The Consumer Confidence Index from The Conference Board rebounded in July, increasing by 11.4 points to 135.7, the highest level of the year and the highest since November. The index is constructed so that it equals 100 in 1985. The composite index is just 2.2 points below the cycle high of 137.9 in October 2018 and 9 points below the all-time record of 144.7 in May 2000 (see top chart).
Both components of the index posted gains for the month. The present-situation component rose 6.6 points to 170.9, the highest since February and the 22nd month above 150, a very strong run. This index has posted a remarkable rebound, rising 150.7 points from a low of 20.2 in December 2009, just after the end of the Great Recession (see top chart again).
The expectations component added 14.6 points, taking it to 112.2 from 97.6 in the prior month. The expectations index has been a bit more restrained compared to the present-situation index but has risen sharply from a reading of 27.3 in July 2009. The index has been holding around the 100 level since December 2016, averaging 104.7 over the last 32 months and staying within a range of 90 to 115. The all-time high for the expectations component is 125.8, recorded in April 1967.
Overall, consumer attitudes remain at historically favorable levels, driven by solid gains in income and a tight labor market. The persistently high level of consumer confidence is a positive sign for consumer spending and the economy overall.
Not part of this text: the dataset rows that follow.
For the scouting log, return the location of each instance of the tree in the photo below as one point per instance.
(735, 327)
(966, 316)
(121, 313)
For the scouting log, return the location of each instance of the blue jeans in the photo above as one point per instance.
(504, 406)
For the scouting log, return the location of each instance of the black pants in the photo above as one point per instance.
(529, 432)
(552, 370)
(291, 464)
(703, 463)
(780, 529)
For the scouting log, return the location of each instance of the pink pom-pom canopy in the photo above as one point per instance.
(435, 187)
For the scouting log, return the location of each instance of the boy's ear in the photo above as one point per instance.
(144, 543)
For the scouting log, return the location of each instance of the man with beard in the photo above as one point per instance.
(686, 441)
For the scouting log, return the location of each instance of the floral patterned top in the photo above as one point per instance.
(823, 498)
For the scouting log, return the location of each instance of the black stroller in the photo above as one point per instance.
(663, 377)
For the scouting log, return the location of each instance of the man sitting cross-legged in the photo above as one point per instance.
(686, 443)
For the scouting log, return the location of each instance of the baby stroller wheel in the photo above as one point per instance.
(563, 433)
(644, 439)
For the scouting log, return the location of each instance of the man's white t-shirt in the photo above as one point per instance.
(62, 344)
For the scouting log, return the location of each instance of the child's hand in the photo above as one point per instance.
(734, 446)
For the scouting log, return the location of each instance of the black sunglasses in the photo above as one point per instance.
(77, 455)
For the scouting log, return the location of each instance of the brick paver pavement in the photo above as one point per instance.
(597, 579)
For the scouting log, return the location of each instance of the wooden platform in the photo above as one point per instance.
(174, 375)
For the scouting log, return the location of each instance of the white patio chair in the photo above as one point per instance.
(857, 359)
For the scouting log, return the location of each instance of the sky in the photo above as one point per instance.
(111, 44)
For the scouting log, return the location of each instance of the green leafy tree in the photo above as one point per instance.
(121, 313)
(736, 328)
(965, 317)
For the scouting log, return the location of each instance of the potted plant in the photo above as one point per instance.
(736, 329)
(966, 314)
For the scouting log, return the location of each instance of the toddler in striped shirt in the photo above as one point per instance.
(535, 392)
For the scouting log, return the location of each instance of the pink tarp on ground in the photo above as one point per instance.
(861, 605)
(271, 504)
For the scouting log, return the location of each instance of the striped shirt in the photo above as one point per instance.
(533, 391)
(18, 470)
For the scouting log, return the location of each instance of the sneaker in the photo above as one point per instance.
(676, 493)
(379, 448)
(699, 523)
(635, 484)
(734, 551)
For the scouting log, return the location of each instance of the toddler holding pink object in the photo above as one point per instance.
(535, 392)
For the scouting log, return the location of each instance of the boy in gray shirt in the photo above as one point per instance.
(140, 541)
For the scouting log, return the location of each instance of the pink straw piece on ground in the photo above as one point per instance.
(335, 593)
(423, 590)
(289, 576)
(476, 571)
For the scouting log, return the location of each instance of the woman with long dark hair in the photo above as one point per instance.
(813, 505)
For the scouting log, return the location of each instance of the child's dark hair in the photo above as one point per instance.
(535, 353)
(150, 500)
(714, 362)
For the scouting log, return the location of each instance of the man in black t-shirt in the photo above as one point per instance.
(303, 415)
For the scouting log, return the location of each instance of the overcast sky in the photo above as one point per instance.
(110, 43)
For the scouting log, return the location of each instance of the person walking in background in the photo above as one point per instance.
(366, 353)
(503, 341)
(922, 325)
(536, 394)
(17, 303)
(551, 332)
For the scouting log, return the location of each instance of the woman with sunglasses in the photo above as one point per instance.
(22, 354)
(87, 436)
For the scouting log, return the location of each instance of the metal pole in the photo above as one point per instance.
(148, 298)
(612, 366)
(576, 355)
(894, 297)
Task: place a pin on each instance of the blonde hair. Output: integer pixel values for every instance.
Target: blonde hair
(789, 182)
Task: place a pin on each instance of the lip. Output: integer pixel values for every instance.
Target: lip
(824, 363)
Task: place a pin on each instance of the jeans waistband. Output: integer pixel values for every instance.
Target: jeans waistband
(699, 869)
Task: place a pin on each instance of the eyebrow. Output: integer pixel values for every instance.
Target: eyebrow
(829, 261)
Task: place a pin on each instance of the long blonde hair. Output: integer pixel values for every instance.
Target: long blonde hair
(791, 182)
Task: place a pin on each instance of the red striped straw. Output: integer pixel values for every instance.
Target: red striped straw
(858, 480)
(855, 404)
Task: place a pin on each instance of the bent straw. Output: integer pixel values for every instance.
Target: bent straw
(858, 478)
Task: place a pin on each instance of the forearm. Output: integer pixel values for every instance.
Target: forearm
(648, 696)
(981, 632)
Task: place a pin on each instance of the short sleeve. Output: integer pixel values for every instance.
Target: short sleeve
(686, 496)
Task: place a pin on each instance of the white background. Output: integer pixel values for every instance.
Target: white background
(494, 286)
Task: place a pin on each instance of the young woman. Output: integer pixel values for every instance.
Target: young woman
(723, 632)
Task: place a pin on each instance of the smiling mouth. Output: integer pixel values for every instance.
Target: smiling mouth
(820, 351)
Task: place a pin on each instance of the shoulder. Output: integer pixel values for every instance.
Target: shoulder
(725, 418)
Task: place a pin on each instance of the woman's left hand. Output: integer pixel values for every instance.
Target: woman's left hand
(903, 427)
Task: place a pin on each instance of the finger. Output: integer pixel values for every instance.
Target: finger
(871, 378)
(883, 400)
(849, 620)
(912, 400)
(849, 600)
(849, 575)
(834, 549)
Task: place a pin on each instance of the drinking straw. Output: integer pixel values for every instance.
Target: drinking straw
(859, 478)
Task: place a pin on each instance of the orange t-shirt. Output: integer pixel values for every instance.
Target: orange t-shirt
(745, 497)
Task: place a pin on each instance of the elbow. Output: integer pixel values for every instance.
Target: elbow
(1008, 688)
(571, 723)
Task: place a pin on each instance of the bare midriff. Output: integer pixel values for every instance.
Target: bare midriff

The S&P Case-Shiller National Home Price Index rose 0.3 percent in May, pushing the 12-month change to 3.5 percent. Home prices have been moving consistently higher since February 2012, surpassing the February 2007 high during the housing bubble in December 2016 (see bottom chart). Home prices are now 13.2 percent above the February 2007 high. High home prices are a major reason for the generally moderate pace of home sales and new home construction, offsetting the positive benefits of relatively low mortgage rates and solid consumer fundamentals of low unemployment, rising incomes, and high consumer confidence. Given the countervailing forces, housing is unlikely to contribute significantly on a sustained basis to economic growth.